I’m a bit worried to say this because I know how passionate people get about this issue. But I think it’s time to finally say it. I don’t want my readers labouring under any illusions about me.

So let me just say it.

I don’t like coffee.

In fact, I think it tastes quite horrible.

I’ve tried. I’ve really tried. I’ve worked with coffee for ages now. Sometimes I make a drink wrong by accident. So I think to myself, rather than waste the cappuccino, I’ll drink it. And I always regret it. It’s just not tasty. Sorry, coffee lovers. I just don’t get the coffee thing. It’s not tasty.

I used to go to a nice restaurant in central London sometimes, before an evening class I was taking and I would order a black coffee. I loved sitting in the window watching life go by and drinking my black coffee. Like a real grown up. I was not enjoying my black coffee at all. I’m useless with super hot drinks anyway, so it took me forever to take my first sip. Then I’d add sugar so I couldn’t taste the coffee so much. So the entire exercise was essentially pointless, the only real point being to make me feel a bit sophisticated and, really, who was I kidding.

If I’m in work and I have a coffee, I go a bit mental. I talk very fast and run around trying to do everything all at once.

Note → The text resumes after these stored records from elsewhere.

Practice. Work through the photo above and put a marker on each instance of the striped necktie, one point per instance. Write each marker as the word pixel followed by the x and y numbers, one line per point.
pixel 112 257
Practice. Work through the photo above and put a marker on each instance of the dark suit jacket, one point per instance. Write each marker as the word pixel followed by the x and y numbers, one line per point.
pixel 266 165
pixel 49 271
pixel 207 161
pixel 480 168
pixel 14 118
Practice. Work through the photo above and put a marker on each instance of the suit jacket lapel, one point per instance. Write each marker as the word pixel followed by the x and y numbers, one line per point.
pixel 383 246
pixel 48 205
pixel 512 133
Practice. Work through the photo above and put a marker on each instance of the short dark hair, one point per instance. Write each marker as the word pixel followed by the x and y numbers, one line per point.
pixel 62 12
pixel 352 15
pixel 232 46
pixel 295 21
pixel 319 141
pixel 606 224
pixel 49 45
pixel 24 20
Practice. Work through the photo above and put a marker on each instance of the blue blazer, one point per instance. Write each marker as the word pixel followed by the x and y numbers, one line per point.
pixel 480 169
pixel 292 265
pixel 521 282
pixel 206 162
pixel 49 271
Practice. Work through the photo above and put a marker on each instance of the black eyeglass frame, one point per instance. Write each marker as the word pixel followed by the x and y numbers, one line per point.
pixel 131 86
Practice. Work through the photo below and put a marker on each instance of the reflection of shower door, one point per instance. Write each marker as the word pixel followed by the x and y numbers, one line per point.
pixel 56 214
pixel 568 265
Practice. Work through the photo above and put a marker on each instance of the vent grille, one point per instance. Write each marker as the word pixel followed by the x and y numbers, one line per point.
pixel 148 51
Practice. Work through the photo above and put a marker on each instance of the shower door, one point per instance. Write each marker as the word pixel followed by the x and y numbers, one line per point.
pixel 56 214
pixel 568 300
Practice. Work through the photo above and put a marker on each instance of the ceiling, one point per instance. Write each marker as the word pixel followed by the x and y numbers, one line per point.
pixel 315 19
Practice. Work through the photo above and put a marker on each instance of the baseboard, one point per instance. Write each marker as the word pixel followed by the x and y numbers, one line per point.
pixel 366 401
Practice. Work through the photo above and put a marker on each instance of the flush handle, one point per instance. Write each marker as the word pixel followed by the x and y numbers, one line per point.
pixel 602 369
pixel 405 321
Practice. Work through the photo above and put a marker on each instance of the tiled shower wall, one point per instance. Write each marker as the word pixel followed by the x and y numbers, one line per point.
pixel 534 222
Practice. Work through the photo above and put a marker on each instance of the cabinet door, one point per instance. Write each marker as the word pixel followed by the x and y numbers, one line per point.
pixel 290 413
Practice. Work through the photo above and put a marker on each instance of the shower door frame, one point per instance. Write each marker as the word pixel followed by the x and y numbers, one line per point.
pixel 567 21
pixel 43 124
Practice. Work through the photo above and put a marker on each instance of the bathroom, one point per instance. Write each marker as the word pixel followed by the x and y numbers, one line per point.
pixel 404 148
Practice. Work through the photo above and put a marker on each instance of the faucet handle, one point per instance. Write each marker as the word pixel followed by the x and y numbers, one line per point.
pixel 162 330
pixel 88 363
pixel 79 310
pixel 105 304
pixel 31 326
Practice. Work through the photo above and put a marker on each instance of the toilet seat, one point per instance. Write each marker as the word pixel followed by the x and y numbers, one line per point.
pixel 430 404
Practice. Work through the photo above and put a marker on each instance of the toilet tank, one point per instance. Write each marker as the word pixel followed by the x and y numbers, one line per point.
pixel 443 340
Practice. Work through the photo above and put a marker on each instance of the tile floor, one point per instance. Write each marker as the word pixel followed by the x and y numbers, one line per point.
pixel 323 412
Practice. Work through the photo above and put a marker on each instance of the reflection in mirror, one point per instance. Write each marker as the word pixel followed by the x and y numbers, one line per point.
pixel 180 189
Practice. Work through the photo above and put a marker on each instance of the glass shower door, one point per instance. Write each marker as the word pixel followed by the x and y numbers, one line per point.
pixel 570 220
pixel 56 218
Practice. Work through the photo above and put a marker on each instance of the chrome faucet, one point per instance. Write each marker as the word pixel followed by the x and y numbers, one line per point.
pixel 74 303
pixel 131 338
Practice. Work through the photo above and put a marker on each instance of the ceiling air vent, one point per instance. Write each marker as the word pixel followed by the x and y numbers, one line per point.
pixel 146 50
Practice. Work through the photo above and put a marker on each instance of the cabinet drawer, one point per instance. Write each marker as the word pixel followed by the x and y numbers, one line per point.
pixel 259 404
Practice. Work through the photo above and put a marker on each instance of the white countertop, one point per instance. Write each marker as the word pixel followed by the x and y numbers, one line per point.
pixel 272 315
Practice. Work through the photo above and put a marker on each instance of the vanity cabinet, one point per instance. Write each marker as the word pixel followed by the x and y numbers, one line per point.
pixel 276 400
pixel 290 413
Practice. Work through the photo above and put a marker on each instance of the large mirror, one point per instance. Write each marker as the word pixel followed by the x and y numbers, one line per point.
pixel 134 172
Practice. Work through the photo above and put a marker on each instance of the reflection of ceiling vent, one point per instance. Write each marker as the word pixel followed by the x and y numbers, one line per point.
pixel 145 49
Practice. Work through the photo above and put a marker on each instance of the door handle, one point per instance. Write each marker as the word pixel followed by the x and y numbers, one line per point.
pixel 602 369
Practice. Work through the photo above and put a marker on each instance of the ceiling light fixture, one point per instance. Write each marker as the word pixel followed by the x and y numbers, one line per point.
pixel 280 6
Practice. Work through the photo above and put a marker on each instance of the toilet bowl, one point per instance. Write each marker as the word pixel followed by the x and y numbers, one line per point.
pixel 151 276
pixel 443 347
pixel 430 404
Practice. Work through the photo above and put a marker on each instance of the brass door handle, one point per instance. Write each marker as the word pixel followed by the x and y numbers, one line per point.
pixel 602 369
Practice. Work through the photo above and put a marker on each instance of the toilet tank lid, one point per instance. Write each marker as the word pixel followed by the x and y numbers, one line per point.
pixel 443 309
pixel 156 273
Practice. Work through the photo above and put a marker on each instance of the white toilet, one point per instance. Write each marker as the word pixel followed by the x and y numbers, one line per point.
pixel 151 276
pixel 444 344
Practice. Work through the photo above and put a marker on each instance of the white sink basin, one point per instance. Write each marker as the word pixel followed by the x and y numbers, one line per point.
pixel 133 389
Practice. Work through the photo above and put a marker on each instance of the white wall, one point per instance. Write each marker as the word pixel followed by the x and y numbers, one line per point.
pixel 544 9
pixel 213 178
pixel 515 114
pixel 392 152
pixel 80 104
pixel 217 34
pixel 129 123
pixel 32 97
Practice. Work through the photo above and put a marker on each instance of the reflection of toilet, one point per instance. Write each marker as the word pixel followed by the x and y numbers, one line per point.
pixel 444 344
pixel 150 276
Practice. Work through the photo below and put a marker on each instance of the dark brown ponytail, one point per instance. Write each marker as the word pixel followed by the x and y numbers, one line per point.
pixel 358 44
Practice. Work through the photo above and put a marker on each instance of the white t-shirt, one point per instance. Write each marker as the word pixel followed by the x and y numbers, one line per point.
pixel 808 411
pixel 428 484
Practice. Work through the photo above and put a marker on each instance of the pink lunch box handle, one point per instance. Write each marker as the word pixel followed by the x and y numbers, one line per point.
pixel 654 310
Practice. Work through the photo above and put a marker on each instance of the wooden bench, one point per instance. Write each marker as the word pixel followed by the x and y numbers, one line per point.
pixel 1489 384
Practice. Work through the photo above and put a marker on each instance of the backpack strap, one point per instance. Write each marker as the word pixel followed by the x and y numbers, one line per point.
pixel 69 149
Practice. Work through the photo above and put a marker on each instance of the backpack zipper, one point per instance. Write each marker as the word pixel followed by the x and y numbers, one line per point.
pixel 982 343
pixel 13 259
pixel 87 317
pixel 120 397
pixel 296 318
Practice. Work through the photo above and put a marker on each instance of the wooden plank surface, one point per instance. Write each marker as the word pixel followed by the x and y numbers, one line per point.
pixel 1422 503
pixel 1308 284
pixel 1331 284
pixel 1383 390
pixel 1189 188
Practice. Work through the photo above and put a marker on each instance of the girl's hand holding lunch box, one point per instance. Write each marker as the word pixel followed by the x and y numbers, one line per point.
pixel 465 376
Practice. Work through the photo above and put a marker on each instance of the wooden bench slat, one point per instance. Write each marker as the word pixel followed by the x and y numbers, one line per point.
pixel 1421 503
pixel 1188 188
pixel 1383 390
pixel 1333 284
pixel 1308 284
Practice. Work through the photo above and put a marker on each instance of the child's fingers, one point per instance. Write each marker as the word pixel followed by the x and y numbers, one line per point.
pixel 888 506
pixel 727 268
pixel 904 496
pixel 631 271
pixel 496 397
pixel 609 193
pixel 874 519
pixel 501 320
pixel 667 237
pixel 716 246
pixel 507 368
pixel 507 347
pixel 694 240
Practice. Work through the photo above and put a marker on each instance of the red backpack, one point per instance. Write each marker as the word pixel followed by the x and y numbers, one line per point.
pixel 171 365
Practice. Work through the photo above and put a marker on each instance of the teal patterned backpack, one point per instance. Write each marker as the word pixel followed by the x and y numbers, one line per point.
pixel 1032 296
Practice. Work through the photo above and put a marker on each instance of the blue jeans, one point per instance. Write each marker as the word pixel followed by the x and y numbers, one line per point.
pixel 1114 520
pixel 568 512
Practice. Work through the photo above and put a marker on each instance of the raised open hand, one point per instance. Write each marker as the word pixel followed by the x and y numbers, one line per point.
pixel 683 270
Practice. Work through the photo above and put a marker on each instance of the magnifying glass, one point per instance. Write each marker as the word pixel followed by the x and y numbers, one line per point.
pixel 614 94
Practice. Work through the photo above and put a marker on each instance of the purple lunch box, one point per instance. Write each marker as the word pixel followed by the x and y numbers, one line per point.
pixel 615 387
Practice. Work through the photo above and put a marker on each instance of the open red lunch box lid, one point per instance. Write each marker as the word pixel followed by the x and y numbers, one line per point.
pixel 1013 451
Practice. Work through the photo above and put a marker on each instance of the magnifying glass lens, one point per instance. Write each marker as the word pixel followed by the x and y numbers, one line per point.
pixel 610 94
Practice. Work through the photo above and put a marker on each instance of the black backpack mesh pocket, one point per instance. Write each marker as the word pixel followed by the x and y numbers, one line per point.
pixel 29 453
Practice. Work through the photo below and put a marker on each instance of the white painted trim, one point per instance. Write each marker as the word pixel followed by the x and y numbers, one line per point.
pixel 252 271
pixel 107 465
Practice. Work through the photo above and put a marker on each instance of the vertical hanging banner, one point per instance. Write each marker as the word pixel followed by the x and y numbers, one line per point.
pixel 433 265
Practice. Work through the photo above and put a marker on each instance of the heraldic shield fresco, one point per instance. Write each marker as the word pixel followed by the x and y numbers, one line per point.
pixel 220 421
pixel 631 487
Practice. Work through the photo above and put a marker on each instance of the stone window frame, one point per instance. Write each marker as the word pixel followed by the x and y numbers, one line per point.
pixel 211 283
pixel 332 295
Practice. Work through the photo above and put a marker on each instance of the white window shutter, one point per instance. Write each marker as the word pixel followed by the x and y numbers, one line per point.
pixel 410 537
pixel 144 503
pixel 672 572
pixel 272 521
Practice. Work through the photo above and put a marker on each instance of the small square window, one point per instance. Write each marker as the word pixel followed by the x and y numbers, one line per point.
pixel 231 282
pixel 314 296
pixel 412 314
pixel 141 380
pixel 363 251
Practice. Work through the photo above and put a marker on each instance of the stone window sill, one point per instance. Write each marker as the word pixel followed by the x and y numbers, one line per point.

It’s not good

Recently, I decided to get into coffee drinking again. But my order ended up being so complicated that I could feel how annoying I was when I was asking for my drink. Because I don’t like coffee, I thought I’d try decaf. I also thought that if I’m going to drink coffees often, I should at least limit the damage and get it with skimmed milk which, incidentally, steams much better than semi or full fat, it goes really smooth and silky. So I’m decaf and skimmed, awkward central. Then I’ve noticed that when I get latte or cappuccino most places, the foam on the top is really dry and I don’t like that. I like it when it’s creamy and got really fine bubbles. So I get a flat white.

A decaf skinny flat white.

Ridiculous.

I stopped ordering it after a little while because I could hear how stupid it was.

So that has been my interaction with coffee. I make it. I do NOT drink it. I wish I was more grown up and loved it. But I don’t. I just don’t.